The apogee of his work so far was as “the architect” of the Season of Cambodia in New York when 125 Cambodian artists performed alongside over 30 New York institutions in 2013.

“It was not a festival for me. It was to help change the narrative of a nation. We want culture to become the international signature of the country, not the Killing Fields.”

That narrative change will take time, time that is not always given by international donors looking for quick-fix ODA projects.

“If you want to make a change you have to make a change in the generations. We might not see the result ourselves, but the impact will be much deeper and more sustainable.”

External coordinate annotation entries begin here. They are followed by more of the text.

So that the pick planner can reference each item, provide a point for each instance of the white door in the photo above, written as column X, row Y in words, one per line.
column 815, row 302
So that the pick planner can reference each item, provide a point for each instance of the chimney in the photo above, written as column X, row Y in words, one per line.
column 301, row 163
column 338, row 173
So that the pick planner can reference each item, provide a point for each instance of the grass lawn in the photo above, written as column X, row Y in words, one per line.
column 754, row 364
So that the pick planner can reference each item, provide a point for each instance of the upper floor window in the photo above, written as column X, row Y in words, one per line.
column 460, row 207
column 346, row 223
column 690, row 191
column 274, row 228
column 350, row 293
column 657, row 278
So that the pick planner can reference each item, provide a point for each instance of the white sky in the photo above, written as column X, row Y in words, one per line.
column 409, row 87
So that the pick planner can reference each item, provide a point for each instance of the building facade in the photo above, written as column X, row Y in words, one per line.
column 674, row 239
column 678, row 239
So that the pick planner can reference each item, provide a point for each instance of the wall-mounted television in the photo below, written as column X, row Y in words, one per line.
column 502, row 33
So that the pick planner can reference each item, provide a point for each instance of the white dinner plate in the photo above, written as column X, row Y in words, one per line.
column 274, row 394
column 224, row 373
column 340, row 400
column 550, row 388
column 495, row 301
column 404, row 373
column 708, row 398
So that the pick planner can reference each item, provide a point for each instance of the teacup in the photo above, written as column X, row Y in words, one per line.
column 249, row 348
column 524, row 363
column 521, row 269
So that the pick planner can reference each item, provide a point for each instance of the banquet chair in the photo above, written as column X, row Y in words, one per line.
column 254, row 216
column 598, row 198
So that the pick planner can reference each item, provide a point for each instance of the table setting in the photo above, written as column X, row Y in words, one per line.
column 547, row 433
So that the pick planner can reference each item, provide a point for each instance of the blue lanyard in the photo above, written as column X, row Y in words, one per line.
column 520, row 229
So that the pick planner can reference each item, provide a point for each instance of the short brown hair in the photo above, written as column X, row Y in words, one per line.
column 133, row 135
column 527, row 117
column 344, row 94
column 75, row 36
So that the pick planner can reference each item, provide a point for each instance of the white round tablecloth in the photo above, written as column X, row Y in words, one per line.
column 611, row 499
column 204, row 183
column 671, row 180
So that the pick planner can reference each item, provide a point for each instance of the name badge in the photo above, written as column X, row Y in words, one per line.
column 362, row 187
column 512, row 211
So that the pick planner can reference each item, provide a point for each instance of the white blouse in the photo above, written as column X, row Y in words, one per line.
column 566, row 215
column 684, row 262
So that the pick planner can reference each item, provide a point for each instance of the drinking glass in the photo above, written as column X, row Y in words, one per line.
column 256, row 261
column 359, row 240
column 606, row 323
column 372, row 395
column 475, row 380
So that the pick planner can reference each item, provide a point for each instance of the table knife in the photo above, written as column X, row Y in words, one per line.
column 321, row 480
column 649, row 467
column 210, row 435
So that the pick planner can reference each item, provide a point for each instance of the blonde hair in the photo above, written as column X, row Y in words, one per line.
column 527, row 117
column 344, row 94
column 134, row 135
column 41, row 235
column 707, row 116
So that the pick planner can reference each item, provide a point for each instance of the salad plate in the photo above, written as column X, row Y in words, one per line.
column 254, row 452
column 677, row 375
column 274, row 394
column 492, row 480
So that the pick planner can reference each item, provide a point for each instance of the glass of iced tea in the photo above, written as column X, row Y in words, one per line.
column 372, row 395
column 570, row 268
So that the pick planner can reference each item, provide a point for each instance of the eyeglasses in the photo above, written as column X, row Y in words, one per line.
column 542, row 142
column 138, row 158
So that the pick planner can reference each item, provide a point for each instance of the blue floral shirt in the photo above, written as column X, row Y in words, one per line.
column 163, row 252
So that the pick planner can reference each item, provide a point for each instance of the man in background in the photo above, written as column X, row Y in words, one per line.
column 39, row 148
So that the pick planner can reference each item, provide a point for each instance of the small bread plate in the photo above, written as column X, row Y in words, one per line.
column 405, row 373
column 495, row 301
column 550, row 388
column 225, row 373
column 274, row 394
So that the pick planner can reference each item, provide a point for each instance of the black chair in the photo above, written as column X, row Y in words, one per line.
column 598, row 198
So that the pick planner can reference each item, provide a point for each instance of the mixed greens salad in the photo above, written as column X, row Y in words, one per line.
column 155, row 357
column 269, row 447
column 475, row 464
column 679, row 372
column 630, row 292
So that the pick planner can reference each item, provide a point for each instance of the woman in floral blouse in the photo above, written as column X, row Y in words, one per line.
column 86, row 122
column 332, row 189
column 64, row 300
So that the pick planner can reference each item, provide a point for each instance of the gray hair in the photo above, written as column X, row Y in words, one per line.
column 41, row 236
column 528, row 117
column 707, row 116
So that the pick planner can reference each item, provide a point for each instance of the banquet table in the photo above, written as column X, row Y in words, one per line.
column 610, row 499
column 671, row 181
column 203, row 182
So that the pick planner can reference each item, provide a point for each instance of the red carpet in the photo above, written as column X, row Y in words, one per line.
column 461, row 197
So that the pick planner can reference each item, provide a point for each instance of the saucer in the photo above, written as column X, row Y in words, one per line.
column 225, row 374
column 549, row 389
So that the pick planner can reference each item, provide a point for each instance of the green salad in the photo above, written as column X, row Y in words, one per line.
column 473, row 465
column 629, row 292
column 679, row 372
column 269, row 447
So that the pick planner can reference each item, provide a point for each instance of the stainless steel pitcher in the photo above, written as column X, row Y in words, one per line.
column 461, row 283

“Transmission is not about art forms, it is about human beings. When a master teaches music to his student, he is not teaching a song, he is teaching what it is to be human, the character. It is this strength that he is transferring to the next generation.”

The arts and culture ecosystem is only as strong, however, as its weakest link, and Prim headhunts young culture leaders — visionary administrators — who are “just as important as investing in creativity and artistic development.”

“[I]n New York, I felt lonely. Lonely because I wanted to have peers, Cambodians, with me there. I realised that to be able to have those peers, I need to make the investment in young leaders over the next five or 10 years.”

“Look at the Arab Spring. People thought that just by removing the dictator the movement of change would sustain... We needed to accompany the young people through that process. We left them.”

As the last three words are left to hang in the air, the passion that drives his work is clear on Prim’s face.